Training for nothing and dinner for free

Dean Nash — a BizAcademy participant — talks about some of the more colourful elements of the program.

One of the perks of writing for a blog sponsored by is that when a fancy soiree is being held, there’s a chance we get to attend. Such was the case when Baia restaraunt — overlooking the water on Cockle Bay Wharf — played host to the Biz Academy dinner.

On this occasion I had the usual mild concern that I would be in the quietest section of the table surrounded by socially awkward people who were only interested in staring at their entree. That thought was dashed the moment I arrived — admittedly after more than a couple of fashionably late minutes — when there was impromptu speeches, cheering, clapping and a non-stop whirlwind of conversation, all before I even had a chance to take my seat.

The function was the final stop in a week-long journey for Biz Academy cadets. The program is run for underprivileged youths working with Mission Australia and put together by the Foundation.
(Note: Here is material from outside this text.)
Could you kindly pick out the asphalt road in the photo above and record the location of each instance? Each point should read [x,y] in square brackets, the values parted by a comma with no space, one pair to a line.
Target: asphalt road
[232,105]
The aim of the initiative is to give hands-on business training and experience to those who may normally find it difficult to access.

I was squeezed into a seat next to Jeffrey Choi, who had just gone through the ropes of the Biz Academy program and told me it was at times grueling, amazing and lots of fun. In a moment of startling honesty, Choi also told me that a week ago he would of had trouble having this conversation with me (the bubbly public relations people had already outed me as a Cloudtopia blogger) but thanks to a week in the program he had gained renewed confidence.

Call me skeptical, but it did not seem likely that 1 week was enough time to give anyone a significant self-confidence boost and I said as much — thanks largely to the free-flowing vino. One of Choi’s team members, Dean Nash, leapt to his comrades defence and also pointed that he too had gained in confidence as a result of the week’s adventures.

The reason for this is how intense and well-managed the entire event was. Participants were sent through an interview process — like they would if they were applying for a job — before the program began. From there they were treated as consultants for the remainder of the exercise, with the goal of assessing the carbon footprint of the Sydney office and how to reduce it.

Upon arrival on day one, the cadets were sorted into groups of four and then sent into a recording studio to cut a hip-hop album onto CD. No I didn’t make that up, the first activity — usually a classic ice breaker like throwing a ball around and asking everyone their name — was to work together to make a rap compilation.

Afterwards the groups were taken through a series of investigative challenges, often interviewing’s staff to gather real data on the office’s carbon output. Choi points out that they were treated as real consultants and given training in report preparation, presentation and management.

Nash was actually so successful that he was invited back for a 1 month internship with, which was quite a feat given there was only a single place offered and he was competing with a room packed full of enthusiastic attendees.

You could of powered several small neighbourhoods with the energy that was in the room that night, it was high-voltage stuff. The farewell process was long and drawn out and really brought home how close the volunteers, participants and staff members had come in just one week.